Executive Comp at Smithsonian Raises Concerns
The topic of executive compensation seems to be coming up a lot of late. Much of the latest coverage comes in the form of a rising chorus of protest over the disparities between pay in the chief executive suite and the basement office. On June 13, NPR reported that more than half of corporate CEOs make over $8 million per year, and that a majority of people answering a Bloomberg/LA Times poll think CEOs are overpaid. According to a report at faireconomy.org, if minimum wage had tracked with increases in average CEO compensation since 1990, the minimum wage today would be hovering at about $23 an hour, rather than $5.15.
This week, the executive compensation question hit home for nonprofits with a particular punch. On 20 June, the Washington Post broke a story about a review of the Smithsonian just completed by an independent commission. According to the Post, the commission, led by Charles Bowsher, a former US comptroller general, found that Lawrence M. Small, the Smithsonian’s former secretary - he resigned in March - earned $915,568 in his last year, and was given unlimited paid leave. Over his seven years in charge, he took off 550 workdays, during which he earned $5.7 million in outside compensation. The deputy secretary, Sheila Burke - who resigned two days before the story - earned $10 million in outside compensation over six years, taking 400 paid leave days. (In the interest of transparency, please note that Burke is a former faculty member and employee of the John F. Kennedy School of Government at Harvard, where I work now, and where I was a student at the time.)
Based on the coverage in the Post, the 108-page report gives a cautionary tale in what not to do with nonprofit executive compensation, and with oversight of an organization’s senior executive(s). The Smithsonian’s problems are worth blogging about in and of themselves. What I find interesting, however, is that what happened at the Smithsonian, and what NPR reported on the corporate side last week, are bad regardless of whether they happened in a publicly traded company, a nonprofit arts organization, a school .
Let’s not get caught up in questions of organizational form here. Creating a compensation package that a) allows unlimited paid leave during which one can earn outside compensation worth multiple times what one earns at one’s primary employment; b) provides minimal oversight regarding things such as salary increases, housing allowances ($150,000 per annum for Mr. Lawrence) and expenses; and c) is not seriously tied to performance, is bad stewardship regardless of the tax status of the guilty institution. Just as compensating senior executives in a for-profit corporation at a ratio of more than 500 to 1 over the average employee is a moral issue regardless of whether the institution is publicly held, privately held or a 501(c)(3).

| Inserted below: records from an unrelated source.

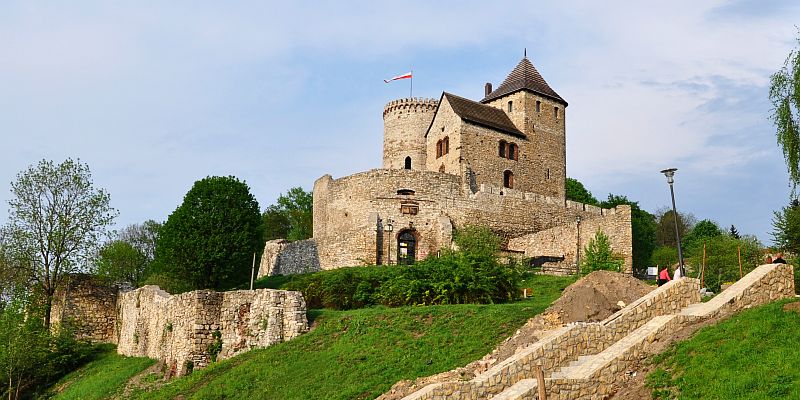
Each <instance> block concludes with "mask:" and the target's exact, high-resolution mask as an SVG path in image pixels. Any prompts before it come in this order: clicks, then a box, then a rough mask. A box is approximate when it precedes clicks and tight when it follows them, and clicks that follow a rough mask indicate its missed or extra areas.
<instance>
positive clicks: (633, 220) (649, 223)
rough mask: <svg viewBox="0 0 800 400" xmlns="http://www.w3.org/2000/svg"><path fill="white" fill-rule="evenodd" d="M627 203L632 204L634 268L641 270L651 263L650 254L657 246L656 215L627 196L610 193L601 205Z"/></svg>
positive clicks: (633, 264)
mask: <svg viewBox="0 0 800 400" xmlns="http://www.w3.org/2000/svg"><path fill="white" fill-rule="evenodd" d="M622 204H627V205H630V206H631V230H632V231H633V232H632V233H633V257H632V258H633V268H634V269H635V270H637V271H641V270H643V269H645V268H647V266H648V265H649V263H650V256H651V255H652V254H653V249H655V247H656V222H655V217H653V215H652V214H650V213H649V212H647V211H645V210H642V209H641V208H639V202H636V201H630V200H628V198H627V197H625V196H617V195H613V194H609V195H608V199H607V200H606V201H604V202H602V203H600V206H601V207H604V208H612V207H616V206H618V205H622Z"/></svg>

The nature of an organization’s corporate form might make one of these transgressions even worse, but they are plenty problematic without having to take such matters into account.

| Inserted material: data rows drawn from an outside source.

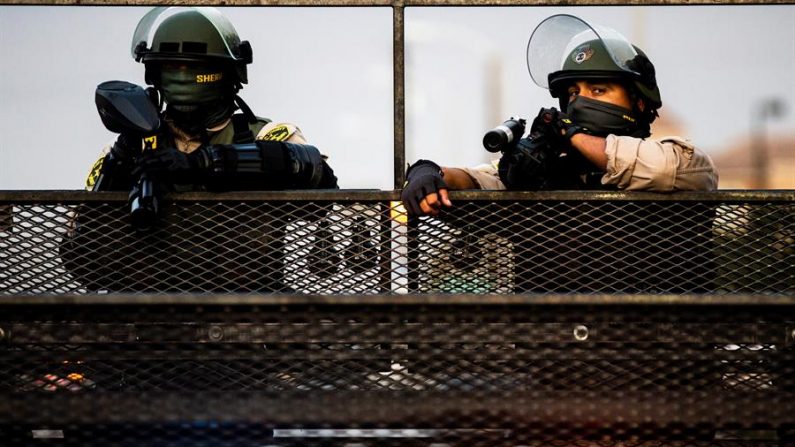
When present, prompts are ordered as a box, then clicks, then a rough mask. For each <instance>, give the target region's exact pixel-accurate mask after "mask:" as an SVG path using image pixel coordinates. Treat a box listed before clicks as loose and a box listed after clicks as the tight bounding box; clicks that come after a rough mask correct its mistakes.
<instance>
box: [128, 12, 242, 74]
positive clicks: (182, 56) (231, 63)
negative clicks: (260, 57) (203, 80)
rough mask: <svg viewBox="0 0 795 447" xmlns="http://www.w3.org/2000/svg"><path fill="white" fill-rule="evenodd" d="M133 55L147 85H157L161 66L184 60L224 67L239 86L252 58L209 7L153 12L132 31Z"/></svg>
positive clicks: (240, 41)
mask: <svg viewBox="0 0 795 447" xmlns="http://www.w3.org/2000/svg"><path fill="white" fill-rule="evenodd" d="M132 56H133V58H134V59H135V60H136V61H137V62H143V63H144V65H145V66H146V71H147V72H146V81H147V83H150V84H156V81H157V76H158V73H157V72H156V70H157V69H158V68H159V66H160V63H162V62H180V61H184V62H197V63H203V64H207V65H212V66H219V67H224V68H227V69H228V71H229V73H230V75H231V76H232V77H233V79H232V81H233V83H234V84H235V85H237V86H238V87H240V84H246V83H247V82H248V75H247V71H246V65H248V64H250V63H251V62H252V59H253V58H252V52H251V45H250V44H249V43H248V41H241V40H240V37H239V36H238V34H237V31H236V30H235V28H234V26H233V25H232V23H231V22H230V21H229V19H227V18H226V17H225V16H224V15H223V14H221V12H220V11H218V10H217V9H215V8H211V7H157V8H154V9H152V10H151V11H150V12H149V13H147V14H146V15H145V16H144V17H143V18H142V19H141V21H140V22H138V26H137V27H136V29H135V33H134V35H133V40H132ZM153 70H154V72H153Z"/></svg>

It is important to acknowledge the other side of this discussion, too, though. One might balk at first when hearing that Lawrence Small’s compensation reached nearly $1 million. But the Smithsonian’s assets approached $2.9 billion in 2006. Is that ratio so unbalanced? A reporter from a Midwestern paper called me recently regarding a local scandal in nonprofit executive pay. The pay in question was in the low six figures. The reporter wanted to know if that was excessive, as local leaders felt it was. I began by asking a series of questions about the type of organization, budget size, number of direct reports, geographic area covered, etc. It had not occurred to reporter - who does not usually cover nonprofits - that those would be reasonable factors to consider when determining whether the compensation was reasonable. Her equation had been a simpler one: nonprofit organization + six figure salary. I understand that, because for a long time, that has been the acceptable way to figure that equation. It is time, however, for our analysis to become more sophisticated.
In either case, blindly jumping to the question of organizational form does not serve us well. In the first instance, it is just unnecessary. Sometimes bad practices are bad practices, period. In the second instance, it is insufficient. Just because an organization is a nonprofit does not mean its chief executive should be grossly underpaid, any more than running a for-profit corporation automatically qualifies a CEO to be grossly overpaid.